The EU wants to build more hydrogen filling stations for commercial vehicles. Fitch Solutions auto analyst Joshua Cobb said the bloc will likely not begin pushing hydrogen passenger cars for another two to three years as he is still considering how to pay for his battery-electric car push and get enough “green”. Hydrogen from renewable sources.
But he added: “It is not impossible to think that the (German) Greens, when they come to power, could accelerate the push to pass regulations in favor of hydrogen fuel cell cars.”
BMW’s Guldner admitted that hydrogen technology was too expensive to be viable in the consumer market today, but said costs would come down as freight forwarders invested in the technology to bring fuel cell vehicles to market on a large scale.
To demonstrate the hydrogen prototype X5 from BMW, Guldner Reuters spun at 180 kilometers per hour on the autobahn near the automaker’s headquarters in Munich and gave him enough fuel in a few minutes, a total of 500 km with a hydrogen pump at a gas station.

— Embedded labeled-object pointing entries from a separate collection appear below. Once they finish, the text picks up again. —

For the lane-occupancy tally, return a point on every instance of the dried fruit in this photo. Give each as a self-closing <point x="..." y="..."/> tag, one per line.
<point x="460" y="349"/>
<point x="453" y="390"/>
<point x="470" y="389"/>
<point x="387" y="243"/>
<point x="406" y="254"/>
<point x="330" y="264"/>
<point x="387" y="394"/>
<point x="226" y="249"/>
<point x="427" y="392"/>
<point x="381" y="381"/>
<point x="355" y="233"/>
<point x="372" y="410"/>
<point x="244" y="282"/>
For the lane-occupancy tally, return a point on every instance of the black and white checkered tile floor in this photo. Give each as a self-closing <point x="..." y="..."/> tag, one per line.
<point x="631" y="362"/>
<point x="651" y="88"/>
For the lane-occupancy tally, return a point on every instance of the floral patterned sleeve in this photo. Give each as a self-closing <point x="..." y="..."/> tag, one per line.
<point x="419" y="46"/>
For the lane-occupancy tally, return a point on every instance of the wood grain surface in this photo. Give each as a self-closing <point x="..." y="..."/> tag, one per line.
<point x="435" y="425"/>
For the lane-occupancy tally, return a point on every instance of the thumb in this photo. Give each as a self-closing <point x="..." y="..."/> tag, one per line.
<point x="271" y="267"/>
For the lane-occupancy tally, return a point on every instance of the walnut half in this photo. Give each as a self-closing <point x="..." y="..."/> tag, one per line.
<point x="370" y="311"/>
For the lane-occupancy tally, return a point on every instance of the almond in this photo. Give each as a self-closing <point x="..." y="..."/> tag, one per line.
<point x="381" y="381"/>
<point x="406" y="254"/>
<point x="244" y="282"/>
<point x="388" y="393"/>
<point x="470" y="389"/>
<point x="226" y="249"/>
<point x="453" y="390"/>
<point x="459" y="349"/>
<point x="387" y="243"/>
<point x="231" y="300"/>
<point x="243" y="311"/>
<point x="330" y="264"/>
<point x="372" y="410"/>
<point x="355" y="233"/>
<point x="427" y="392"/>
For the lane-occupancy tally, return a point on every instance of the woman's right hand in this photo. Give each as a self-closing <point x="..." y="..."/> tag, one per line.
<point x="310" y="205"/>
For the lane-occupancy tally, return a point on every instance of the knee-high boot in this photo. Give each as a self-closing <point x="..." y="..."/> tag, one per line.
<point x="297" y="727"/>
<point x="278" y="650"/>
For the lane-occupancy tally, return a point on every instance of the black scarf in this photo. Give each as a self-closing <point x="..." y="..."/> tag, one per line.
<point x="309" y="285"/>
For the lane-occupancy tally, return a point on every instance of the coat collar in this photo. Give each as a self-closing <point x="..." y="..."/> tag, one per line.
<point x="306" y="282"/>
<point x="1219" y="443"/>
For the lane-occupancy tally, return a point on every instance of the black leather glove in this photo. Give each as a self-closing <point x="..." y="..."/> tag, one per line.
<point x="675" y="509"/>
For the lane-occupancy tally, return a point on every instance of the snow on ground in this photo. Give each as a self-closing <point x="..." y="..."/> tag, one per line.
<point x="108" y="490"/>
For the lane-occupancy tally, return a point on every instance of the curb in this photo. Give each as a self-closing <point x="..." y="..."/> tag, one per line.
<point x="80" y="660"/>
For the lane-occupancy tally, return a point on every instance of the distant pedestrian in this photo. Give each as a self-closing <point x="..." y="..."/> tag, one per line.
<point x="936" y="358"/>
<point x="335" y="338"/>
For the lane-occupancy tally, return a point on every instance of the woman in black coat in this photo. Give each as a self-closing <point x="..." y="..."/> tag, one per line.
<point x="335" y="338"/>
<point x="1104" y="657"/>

Guldner said BMW sees hydrogen fuel cell cars as a “complement” to its future battery-electric model range and offers an alternative for customers who cannot charge at home, travel far and want to fill up quickly. The engine of the hydrogen X5 is the same as the all-electric iX from BMW.
“If the future is zero emissions, we believe it is better to have two answers than one,” he added.
A LONG AND SANDING ROAD
However, Fitch Solutions’ Cobb said it would be years before European political support for hydrogen-powered cars resulted in significant sales.
In fact, auto consultancy LMC predicts that various uses of hydrogen – in commercial vehicles, aviation, and energy storage – would drive its adoption in passenger cars, but in the longer term.
“We’re not going to make it anytime soon,” said LMC senior powertrain analyst Sam Adham. LMC estimates that hydrogen fuel cell models will account for only 0.1% of sales in Europe in 2030, and sales will only pick up after 2035.
Disagreements remain about the prospects for technology in the global automotive industry and even within auto companies.
VW’s Audi unit is researching fuel cells, for example, but Volkswagen Group CEO Herbert Diess has spoken out against hydrogen-powered cars.
“The hydrogen car has not proven to be a solution to climate change,” he said in a tweet this year. “Sham debates are a waste of time.”
Stephan Herbst, General Manager of Toyota in Europe, sees it differently.
In his role as a member of the Hydrogen Council business group, which predicts hydrogen will power more than 400 million cars by 2050, Herbst said he was confident that governments had now set ambitious CO2 reduction targets that they would put hydrogen alongside the battery propel electric cars.
“We firmly believe that this is not a question of either or,” he added. “We need both technologies.”